Per questo Magnani ha voluto ringraziare il presidente Simone Castoldi «per aver compreso l’importanza di un ulteriore contributo per la messa in sicurezza della nostra montagna». Ora si procederà con la progettazione effettiva dei lavori e «il progetto – aggiunge la sindaca – verrà poi condiviso con i cittadini direttamente interessati, quelli che vivono nelle case più esposte al rischio, che conoscono il luogo e hanno visto i cambiamenti susseguirsi in tutti questi anni: andremo a creare una sorta di piccolo “comitato di valutazione” della progettualità».
Certo, «i tempi tecnici non sono rapidi e ci auguriamo di riuscire a velocizzare la parte burocratica per iniziare i lavori entro qualche mese.
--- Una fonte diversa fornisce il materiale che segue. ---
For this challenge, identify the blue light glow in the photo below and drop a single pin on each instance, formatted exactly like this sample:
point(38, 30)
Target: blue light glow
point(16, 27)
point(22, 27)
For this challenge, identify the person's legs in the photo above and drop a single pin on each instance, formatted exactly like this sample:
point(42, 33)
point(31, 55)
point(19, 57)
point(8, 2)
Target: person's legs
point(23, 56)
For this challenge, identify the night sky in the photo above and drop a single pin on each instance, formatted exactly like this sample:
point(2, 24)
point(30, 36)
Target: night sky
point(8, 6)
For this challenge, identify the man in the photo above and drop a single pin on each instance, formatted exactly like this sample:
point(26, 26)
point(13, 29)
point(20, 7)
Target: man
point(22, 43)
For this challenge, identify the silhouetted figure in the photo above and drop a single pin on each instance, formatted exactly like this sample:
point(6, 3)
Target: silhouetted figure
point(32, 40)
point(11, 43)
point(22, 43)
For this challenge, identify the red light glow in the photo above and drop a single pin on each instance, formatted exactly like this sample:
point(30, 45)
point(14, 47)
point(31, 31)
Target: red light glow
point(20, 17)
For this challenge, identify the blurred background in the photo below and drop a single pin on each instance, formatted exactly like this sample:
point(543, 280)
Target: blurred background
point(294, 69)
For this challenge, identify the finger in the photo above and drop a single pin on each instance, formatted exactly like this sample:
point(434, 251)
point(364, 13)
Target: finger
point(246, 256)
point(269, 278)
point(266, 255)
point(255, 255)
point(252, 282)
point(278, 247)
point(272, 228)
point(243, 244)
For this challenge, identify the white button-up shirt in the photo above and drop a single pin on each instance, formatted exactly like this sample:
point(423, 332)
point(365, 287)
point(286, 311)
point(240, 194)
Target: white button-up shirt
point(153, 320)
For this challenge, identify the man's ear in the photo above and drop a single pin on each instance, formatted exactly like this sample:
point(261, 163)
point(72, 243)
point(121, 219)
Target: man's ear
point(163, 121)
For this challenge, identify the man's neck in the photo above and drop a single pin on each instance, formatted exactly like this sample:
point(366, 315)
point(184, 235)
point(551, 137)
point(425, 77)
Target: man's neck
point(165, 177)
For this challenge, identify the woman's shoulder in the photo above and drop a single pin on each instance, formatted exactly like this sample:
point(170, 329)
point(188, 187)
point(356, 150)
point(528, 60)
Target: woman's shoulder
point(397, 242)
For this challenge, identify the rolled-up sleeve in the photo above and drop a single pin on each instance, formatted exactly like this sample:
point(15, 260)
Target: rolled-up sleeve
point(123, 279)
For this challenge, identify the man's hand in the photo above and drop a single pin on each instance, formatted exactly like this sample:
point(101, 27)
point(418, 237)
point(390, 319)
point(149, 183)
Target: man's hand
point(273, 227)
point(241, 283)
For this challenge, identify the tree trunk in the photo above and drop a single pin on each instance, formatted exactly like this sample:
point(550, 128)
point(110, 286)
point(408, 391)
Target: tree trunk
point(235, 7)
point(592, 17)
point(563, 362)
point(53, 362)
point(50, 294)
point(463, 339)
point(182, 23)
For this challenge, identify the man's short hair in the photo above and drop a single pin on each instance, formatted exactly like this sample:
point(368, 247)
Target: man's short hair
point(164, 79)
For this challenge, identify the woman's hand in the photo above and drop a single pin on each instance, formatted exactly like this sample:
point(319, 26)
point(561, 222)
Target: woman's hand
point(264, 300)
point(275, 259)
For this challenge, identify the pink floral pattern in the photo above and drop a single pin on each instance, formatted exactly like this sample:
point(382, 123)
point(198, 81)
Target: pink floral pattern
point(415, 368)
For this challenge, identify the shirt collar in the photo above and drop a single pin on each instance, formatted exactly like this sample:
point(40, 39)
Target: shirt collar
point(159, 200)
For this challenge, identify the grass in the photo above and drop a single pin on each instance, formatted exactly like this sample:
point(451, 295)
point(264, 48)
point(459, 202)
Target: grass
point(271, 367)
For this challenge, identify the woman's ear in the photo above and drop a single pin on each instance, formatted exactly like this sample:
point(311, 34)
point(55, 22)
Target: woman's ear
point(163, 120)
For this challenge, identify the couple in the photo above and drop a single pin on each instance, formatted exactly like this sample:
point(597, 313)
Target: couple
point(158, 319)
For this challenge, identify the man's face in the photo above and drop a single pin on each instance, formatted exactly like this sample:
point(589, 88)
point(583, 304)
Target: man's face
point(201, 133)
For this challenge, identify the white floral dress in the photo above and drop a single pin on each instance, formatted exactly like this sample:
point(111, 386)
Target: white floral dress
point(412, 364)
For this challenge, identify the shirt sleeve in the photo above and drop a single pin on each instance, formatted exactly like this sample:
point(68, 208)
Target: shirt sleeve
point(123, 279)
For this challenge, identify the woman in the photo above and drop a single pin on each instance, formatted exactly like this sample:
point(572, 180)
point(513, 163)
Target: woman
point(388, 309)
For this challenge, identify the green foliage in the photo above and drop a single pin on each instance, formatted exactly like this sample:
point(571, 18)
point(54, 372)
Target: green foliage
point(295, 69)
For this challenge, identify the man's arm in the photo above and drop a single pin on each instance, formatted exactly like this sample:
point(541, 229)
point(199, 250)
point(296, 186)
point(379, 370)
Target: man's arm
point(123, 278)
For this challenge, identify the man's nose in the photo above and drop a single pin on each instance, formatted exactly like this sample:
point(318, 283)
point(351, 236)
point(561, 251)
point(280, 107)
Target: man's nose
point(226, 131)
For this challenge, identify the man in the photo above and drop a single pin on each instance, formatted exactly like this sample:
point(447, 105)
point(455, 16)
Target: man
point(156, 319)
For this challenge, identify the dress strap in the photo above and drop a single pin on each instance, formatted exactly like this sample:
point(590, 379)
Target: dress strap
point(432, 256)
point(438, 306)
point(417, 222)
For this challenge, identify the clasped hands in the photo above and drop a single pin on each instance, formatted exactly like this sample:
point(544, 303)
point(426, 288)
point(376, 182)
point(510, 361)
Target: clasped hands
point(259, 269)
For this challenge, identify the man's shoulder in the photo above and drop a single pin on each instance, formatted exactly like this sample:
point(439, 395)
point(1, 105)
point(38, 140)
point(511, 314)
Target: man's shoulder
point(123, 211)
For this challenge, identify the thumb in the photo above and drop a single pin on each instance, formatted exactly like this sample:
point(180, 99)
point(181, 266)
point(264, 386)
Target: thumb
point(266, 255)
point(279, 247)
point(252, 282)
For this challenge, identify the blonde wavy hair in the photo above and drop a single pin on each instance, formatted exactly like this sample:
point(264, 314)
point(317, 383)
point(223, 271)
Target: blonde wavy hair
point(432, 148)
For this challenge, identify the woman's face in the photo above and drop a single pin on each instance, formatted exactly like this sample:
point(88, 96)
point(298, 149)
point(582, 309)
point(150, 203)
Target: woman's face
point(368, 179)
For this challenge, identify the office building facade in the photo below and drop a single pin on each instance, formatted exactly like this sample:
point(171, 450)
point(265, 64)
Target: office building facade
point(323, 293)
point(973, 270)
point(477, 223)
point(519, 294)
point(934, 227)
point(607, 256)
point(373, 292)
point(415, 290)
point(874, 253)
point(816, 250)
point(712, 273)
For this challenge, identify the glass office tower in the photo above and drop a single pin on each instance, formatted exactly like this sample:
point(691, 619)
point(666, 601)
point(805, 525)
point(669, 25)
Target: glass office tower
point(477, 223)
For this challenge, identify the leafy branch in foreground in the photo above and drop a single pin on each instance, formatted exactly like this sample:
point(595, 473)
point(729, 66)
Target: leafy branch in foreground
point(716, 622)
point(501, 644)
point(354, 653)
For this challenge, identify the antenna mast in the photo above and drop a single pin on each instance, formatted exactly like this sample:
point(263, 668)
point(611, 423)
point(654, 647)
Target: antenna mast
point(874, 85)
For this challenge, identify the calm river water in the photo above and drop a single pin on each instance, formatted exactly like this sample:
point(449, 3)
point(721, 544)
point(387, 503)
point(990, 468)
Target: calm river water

Siamo comunque molto soddisfatti e felici di aver raggiunto questo importante traguardo in appena otto mesi di amministrazione – conclude Magnani – Grazie agli enti che ci stanno ascoltando e supportando. Tanto è ancora da fare e noi continueremo a impegnarci con la speranza che l’attenzione rimanga sempre alta sul nostro fragile territorio».